Hillsboro-Fayetteville Stagecoach RoadPosted on September 2, 2015
The Museum of Durham History’s latest installment in the Durham A-Z series is G is for Geography and Growth, on display through October 14, 2015. This exhibit highlights how Durham’s unique geography influenced how and where people travelled and settled in Durham County. In conjunction with the new exhibit, community historian David Southern writes about five colonial and pre-colonial roads that crossed Durham and the surrounding area. These old paths played an important part in shaping the Durham we travel and live in today.
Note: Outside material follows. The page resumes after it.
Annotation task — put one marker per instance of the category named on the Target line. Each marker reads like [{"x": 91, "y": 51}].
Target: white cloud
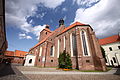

Hillsboro-Fayetteville Stagecoach Road
Until the twentieth century and the rise of the Piedmont Crescent, North Carolina’s most populous cities were Wilmington and Fayetteville, and in Wake, Durham, Orange, and Alamance counties numerous roads once bore the tag Fayetteville Road. Both of the Fayetteville roads in Durham county entered from the south as a single track along the course of present-day NC 751, running north from the historic O’Kelley Chapel (birthplace of one-quarter of the United Church of Christ denomination). Though much straightened for automobile traffic, the course follows that state highway north until its junction with NC 54, and at that point it then followed Garrett Road past the Jordan High School campus and across Old Chapel Hill Road to present-day US 15-501. From there it veered through the present Oak Creek shopping mall and crossed Mud Creek through farmlands and woods that have been recently developed into subdivisions. Where Pickett Road curves at the Liberty School and the road becomes a dirt track, one can see the high banks of the old pike as it passes the anteBellum Patterson-Rose house and the Orange county line in the Duke Forest. On the west side of Erwin Road, a few feet into the Duke Forest, there is a sizeable pit that marks the crossing of this road and the New Hope Road, an ancient crossroad of considerable significance.